China Daily – April 12, 2010

Thailand is a country whose economy significantly depends on its tourism industry, generating an estimated 547,782 million Thai baht in 2007. It contributed to approximately 6.7 percent of its gross domestic product (GDP). The World Tourism rankings put it at the world’s 18th most visited country with 14.5 million visitors that same year.

This tourism-thriving nation has been plagued by waves of a faltering democracy because of its political instability, which at times has interrupted the basic functioning of the government machinery, and therefore entailing military interventions.

The military has staged 18 successful coups since 1932, when a group of civilians and military officers overthrew the last absolute monarchy.

The ongoing political unrest started when former prime minister Thaksin Shinawatra was removed from office. Thaksin was attending the United Nations meeting in New York when the military staged a coup in September 2006 on charges of corruption and abuse of power.

His supporters, mostly from the poor rural areas and working class electorates, accused the country’s urban elites of orchestrating the coup.

Thaksin’s policies such as cheap healthcare and village loans were popular in the rural areas.

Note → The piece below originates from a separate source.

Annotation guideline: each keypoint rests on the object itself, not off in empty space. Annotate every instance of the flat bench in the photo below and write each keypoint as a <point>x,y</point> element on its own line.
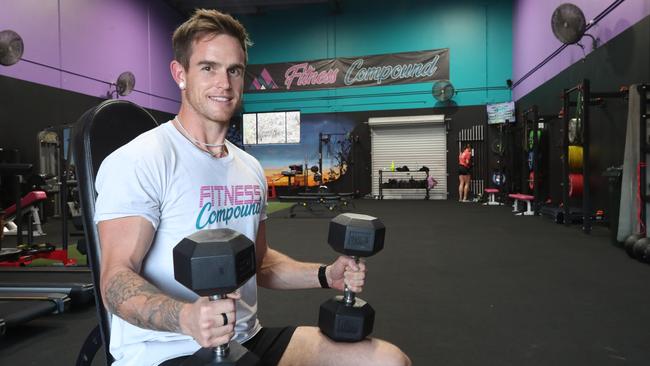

He was, however, accused by his political rivals of disrespecting the country’s monarch, who is highly revered in the country.

The latest round of clashes between protesters and government soldiers, which according to an Associated Press report on April 11, resulted in 21 deaths (4 soldiers and 17 civilians) and about 874 people injured.

This violence is the worst since 1992 when four dozen people were killed in antimilitary protest. The protesters, who are popularly known as Red Shirts, are sympathizers and supporters of the deposed Thaksin.

Though he has been forced to live in exile, attempts to reconnect with his supporters have never ceased. In 2007, Thaksin’s allies won the parliament elections, but the court intervened to disqualify two subsequent governments on charges of conflict of interest and vote buying.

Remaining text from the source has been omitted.